Ghostscript also imposes some limitations:
PDFs containing JPEG 2000-encoded content may be converted to JPEG encoding, which may introduce compression artifacts, if Ghostscript PDF/A is enabled.
Ghostscript may transcode grayscale and color images, potentially lossily, based on an internal algorithm. This behavior can be suppressed by setting
losslessto set all images to one type or the other. Ghostscript lacks an option to maintain the input image’s format. (Modern Ghostscript can copy JPEG images without transcoding them.)
Ghostscript’s PDF/A conversion removes any XMP metadata that is not one of the standard XMP metadata namespaces for PDFs. In particular, PRISM Metadata is removed.
Ghostscript’s PDF/A conversion may remove or deactivate hyperlinks and other active content.
You can use
--output-type pdf to disable PDF/A conversion and produce
a standard, non-archival PDF.
Regarding OCRmyPDF itself:
PDFs using transparency are not currently represented in the test suite
To the author’s knowledge, OCRmyPDF is the most feature-rich and thoroughly tested command line OCR PDF conversion tool.

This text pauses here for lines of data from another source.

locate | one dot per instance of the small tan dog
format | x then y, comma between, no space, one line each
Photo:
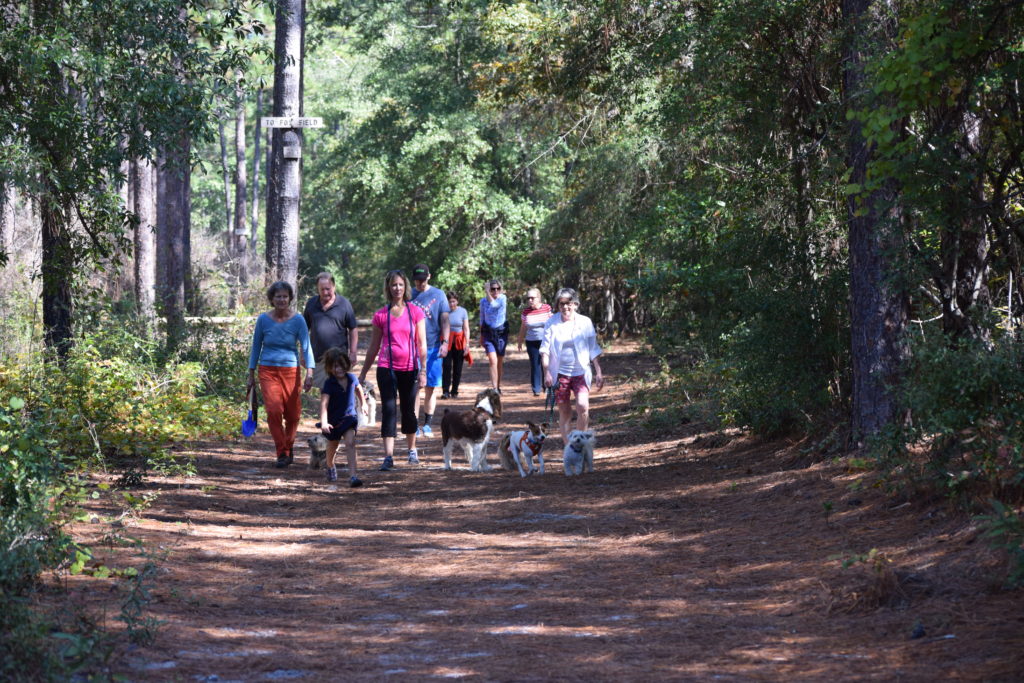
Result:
521,445
317,452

If it does not meet your needs, contributions and suggestions are welcome.
Ghostscript recently added three “pdfocr” output devices. They work by rasterizing all content and converting all pages to a single colour space.

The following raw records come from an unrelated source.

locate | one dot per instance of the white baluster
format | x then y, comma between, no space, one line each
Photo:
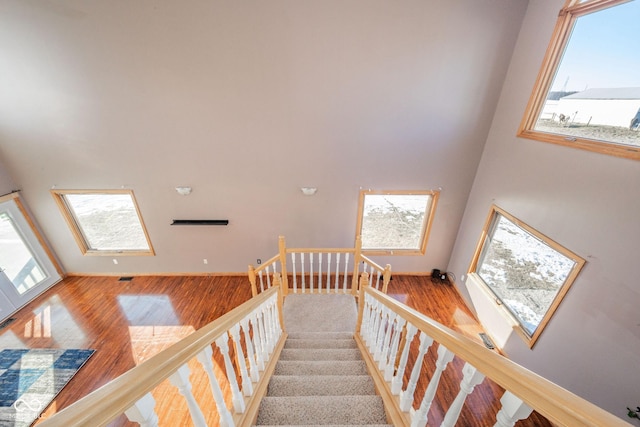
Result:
311,272
257,340
396,383
261,282
266,334
269,326
420,418
336,284
204,357
375,326
365,328
328,272
389,368
513,410
320,272
268,273
143,412
180,379
472,377
406,397
253,368
295,278
346,270
384,332
247,388
302,270
238,401
384,348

The Docker image of OCRmyPDF provides a web service front-end that allows files to submitted over HTTP, and the results can be downloaded. This is an HTTP server intended to demonstrate how OCRmyPDF can be integrated into a web service. It is not intended to be deployed on the public internet and does not provide any security measures.
In addition, the following third-party integrations are available:
Paperless-ngx is a free software document management system that uses OCRmyPDF to perform OCR on uploaded documents.
Nextcloud OCR is a free software plugin for the Nextcloud private cloud software.
OCRmyPDF is not designed to be secure against malware-bearing PDFs (see Using OCRmyPDF online). Users should ensure they comply with OCRmyPDF’s licenses and the licenses of all dependencies. In particular, OCRmyPDF requires Ghostscript, which is licensed under AGPLv3.